Luncheon Menu: Lemon Pepper Turkey Cutlet with light sauce, braised leek mashed potatoes and roasted carrots
Vegetarian Menu- Seared Lemon Pepper Tofu
about the speaker
Pete Earley will use his personal story about his son’s serious mental illness, arrest, and eventual recovery to pinpoint system problems, offer solutions, and inspire mental health workers and advocates by telling a tale of resilience, hope, triumph and recovery.
A former Washington Post reporter, Pete Earley is the author of 11 nonfiction books, including four New York Times bestsellers, and six novels. He is best known for his nonfiction book, CRAZY: A Father's Search Through America's Mental Health Madness, which was one of two finalists for the 2007 Pulitzer Prize. (The word CRAZY in the title refers to our current mental health system.)
CRAZY describes Earley’s struggle to get his adult son help after he develops a severe mental illness and is arrested. As part of his research, Earley spent ten months inside the Miami Dade County jail where he followed persons with mental disorders through the criminal justice system and out onto the streets to see what happened to them. His book has won awards from the American Psychiatric Association, the National Alliance on Mental Illness, Mental Health America, and prompted CNN to name him one of nation’s top “Mental Wellness Warriors.”
He serves as the lone parent member of the Department of Health and Human Service’s Interdepartmental Serious Mental Illness Coordinating Committee, composed of 14 public members who advise Congress about mental health reform.

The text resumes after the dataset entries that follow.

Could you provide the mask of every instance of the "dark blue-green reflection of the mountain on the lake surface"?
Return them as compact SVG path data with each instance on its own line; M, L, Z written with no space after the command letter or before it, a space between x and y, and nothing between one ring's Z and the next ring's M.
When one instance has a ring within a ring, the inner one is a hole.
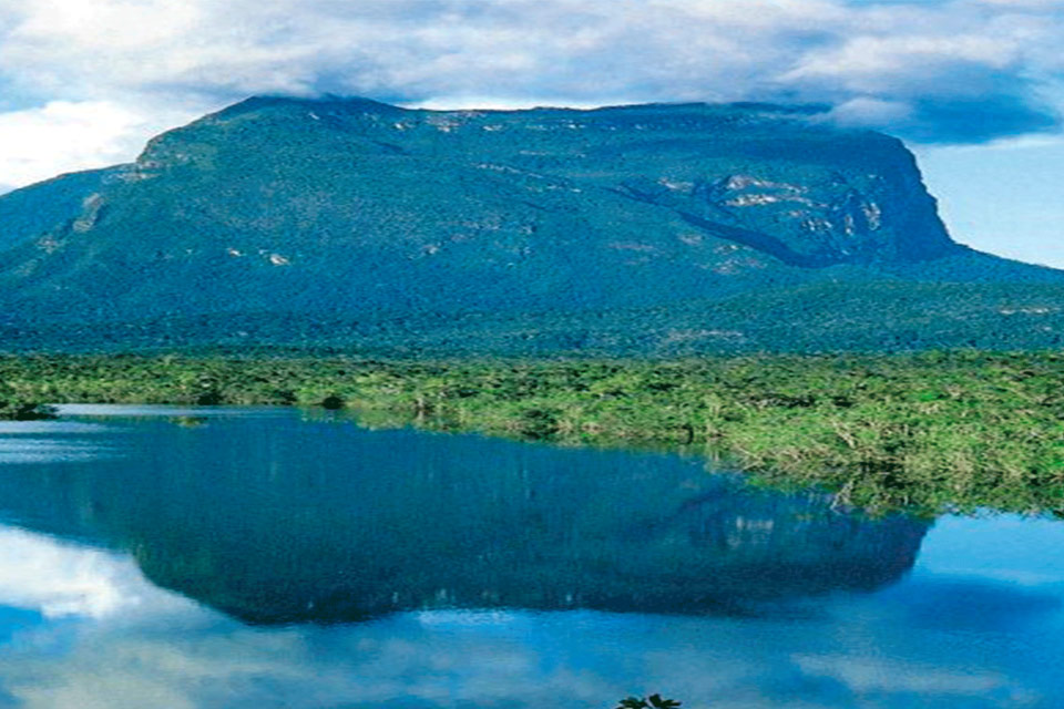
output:
M759 613L891 584L928 528L676 455L282 411L196 423L150 417L109 429L121 455L9 466L0 515L127 551L155 584L254 624L426 608Z

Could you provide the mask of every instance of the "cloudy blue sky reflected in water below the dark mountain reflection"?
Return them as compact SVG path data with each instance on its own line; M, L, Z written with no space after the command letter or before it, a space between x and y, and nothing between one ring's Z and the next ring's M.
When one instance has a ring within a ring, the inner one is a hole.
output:
M1055 533L1053 524L947 518L924 547L915 583L810 599L753 620L440 610L272 628L243 626L152 586L129 554L4 527L0 606L39 610L50 621L18 629L4 646L0 697L28 709L520 709L557 697L566 706L600 707L627 692L667 690L685 706L735 709L917 700L945 707L988 698L993 706L1046 706L1058 682L1047 665L1027 659L1054 656L1054 630L1064 621L1058 565L1039 555L1053 546L1043 538ZM958 549L971 546L973 530L1002 542L991 568L1013 584L988 585L985 564L964 575L971 559ZM1015 577L1014 569L1032 563L1047 564L1047 573ZM948 583L929 583L943 574ZM985 646L959 641L982 637L971 628L958 635L921 620L921 607L978 608L956 599L988 592L1002 607L1026 600L1035 613L1006 631L999 618L982 618L1002 639ZM1024 648L1019 659L1016 638Z

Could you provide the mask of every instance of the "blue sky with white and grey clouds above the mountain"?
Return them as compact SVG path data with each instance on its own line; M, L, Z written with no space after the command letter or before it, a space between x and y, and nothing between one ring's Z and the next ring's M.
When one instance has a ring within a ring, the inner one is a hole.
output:
M1064 267L1062 45L1064 0L0 0L0 189L256 93L816 102L906 138L959 240Z

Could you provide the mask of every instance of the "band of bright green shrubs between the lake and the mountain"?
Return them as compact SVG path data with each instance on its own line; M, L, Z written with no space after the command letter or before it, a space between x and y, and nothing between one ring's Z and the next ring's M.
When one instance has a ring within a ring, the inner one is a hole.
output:
M1064 515L1064 353L678 361L0 357L0 399L349 408L369 423L723 459L841 503ZM7 410L0 409L0 418Z

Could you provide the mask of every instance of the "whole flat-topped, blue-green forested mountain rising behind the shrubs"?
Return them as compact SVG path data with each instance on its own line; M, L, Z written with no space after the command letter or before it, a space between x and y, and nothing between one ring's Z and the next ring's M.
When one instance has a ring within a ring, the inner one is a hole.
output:
M0 349L1057 347L901 142L799 109L256 97L0 197Z

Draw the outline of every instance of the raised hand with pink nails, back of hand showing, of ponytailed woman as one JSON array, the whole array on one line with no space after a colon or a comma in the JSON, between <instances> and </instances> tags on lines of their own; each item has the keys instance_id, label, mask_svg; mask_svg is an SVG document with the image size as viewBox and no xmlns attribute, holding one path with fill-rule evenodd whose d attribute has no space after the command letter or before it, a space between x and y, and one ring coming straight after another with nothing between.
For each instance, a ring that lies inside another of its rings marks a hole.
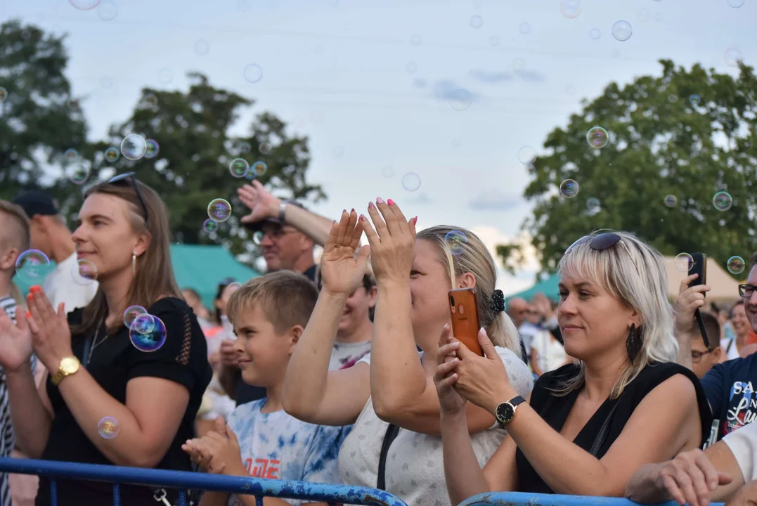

Earley has testified five times before the U.S. Congress about the need for mental health reform and has lectured in four foreign countries. He serves on the board of the Corporation for Supportive Housing, which finances projects to eliminate homelessness. The Chief Justice of the Va. Supreme Court appointed him to a task force that recommended changes to the state's involuntary commitment laws after a horrific shooting on the campus of Virginia Tech University.
He writes regularly for USA TODAY and the Washington Post about mental health issues and also writes a weekly blog at www.peteearley.com about mental health issues that often is quoted by the media.
In a Washingtonian Magazine cover story entitled, Top Journalists: Washington's Media Elite, he was described as one of a handful of journalists in America who "have the power to introduce new ideas and give them currency."